Jethro Tull: the story behind Thick As A Brick
In 1971, Jethro Tull’s Ian Anderson set out with tongue-in-cheek to make “the mother of all concept albums”. With Thick As A Brick, he ended up fulfilling his ambition – and then some
By Malcolm Dome
Monty Python. It might seem a little odd to mention the influential British comedy troupe as we begin a journey through the story of the groundbreaking album Thick As A Brick. But Jethro Tull mainman Ian Anderson believes there’s a common thread.

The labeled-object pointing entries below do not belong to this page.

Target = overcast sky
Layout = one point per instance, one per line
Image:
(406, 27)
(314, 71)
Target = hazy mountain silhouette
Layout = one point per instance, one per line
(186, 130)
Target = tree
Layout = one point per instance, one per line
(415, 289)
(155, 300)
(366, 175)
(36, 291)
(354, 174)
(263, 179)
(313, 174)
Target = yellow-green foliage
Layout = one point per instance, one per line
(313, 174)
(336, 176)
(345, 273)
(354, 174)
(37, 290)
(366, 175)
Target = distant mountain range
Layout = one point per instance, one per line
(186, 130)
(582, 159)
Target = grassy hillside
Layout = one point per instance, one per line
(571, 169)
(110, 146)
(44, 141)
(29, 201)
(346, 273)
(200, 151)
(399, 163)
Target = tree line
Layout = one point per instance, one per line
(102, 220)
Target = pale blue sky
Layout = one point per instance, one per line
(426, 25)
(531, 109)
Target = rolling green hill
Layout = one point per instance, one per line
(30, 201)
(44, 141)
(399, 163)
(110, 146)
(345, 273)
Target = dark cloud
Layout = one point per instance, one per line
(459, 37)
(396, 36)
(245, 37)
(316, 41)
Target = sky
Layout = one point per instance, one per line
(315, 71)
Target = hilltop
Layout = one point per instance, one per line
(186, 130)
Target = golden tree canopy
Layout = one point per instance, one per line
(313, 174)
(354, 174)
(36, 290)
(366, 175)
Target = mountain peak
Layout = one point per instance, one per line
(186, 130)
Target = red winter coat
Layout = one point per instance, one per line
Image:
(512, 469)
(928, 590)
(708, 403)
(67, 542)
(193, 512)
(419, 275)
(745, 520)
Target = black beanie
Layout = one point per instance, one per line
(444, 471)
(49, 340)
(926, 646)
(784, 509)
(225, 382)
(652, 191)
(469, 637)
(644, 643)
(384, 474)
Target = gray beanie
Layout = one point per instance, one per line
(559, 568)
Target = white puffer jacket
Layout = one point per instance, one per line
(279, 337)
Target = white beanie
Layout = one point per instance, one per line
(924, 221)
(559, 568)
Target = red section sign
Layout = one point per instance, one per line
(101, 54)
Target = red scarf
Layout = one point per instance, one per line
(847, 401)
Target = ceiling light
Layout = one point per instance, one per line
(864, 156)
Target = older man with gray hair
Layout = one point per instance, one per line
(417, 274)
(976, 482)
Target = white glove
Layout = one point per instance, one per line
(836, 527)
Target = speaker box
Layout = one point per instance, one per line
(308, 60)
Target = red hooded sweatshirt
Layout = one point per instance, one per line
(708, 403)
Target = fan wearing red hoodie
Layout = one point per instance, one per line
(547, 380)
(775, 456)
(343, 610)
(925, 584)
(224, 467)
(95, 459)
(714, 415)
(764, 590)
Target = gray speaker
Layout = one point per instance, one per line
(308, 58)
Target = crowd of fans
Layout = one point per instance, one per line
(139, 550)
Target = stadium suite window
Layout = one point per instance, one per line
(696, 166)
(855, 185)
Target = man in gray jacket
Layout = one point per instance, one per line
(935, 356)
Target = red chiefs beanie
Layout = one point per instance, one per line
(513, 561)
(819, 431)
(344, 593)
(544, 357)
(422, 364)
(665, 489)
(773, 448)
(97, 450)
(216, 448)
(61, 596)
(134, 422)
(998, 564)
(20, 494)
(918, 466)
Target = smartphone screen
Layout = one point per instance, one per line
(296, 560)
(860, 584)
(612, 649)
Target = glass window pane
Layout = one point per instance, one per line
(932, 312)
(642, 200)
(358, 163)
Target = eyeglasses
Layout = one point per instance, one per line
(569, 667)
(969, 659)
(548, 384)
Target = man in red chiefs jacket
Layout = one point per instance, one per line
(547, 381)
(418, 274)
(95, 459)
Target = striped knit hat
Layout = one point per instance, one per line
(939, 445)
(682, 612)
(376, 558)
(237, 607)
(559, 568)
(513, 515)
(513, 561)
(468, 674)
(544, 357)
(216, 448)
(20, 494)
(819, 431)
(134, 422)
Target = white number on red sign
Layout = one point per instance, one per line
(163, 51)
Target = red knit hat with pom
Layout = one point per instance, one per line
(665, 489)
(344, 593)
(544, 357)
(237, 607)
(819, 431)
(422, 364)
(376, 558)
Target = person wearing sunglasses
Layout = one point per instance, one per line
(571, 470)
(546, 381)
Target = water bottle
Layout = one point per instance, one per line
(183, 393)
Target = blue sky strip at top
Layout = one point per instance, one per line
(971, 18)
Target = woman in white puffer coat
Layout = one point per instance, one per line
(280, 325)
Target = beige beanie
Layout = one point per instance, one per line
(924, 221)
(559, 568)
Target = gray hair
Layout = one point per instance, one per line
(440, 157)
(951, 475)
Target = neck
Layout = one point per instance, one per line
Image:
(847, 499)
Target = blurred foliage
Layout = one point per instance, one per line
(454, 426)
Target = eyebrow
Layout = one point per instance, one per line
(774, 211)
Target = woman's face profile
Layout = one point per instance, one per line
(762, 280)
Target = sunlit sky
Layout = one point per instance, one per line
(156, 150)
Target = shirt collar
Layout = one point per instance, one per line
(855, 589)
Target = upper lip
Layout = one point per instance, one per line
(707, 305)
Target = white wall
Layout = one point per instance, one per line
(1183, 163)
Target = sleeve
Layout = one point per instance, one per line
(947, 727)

“Monty Python lampooned the British way of life,” says Anderson. “Yet did it in such a way that made us all laugh while celebrating it. To me, that’s what we as a band did on Thick As A Brick. We were spoofing the idea of the concept album, but in a fun way that didn’t totally mock it.”
It’s often been said that the seeds for 1972’s Thick As A Brick (the band’s fifth album) were sown when its predecessor, ’71’s Aqualung, was wrongly perceived as a fully-blown conceptual piece. Myth has it that Anderson was angry about this misconception.
“Not angry, no,” explains the man nearly four decades on. “I was actually mildly irritated and wryly amused. However much I insisted that Aqualung wasn’t a concept album, the media still persisted in treating it as such. They seemed to believe the whole record was a major religious story. The truth was that three or four songs were linked by questioning the nature of religion. But the rest were stand-alone tracks. So, after this whole scenario, I thought, ‘OK, we’ll not only now do a real concept album, but we’re going to make it the mother of all concept albums!’.”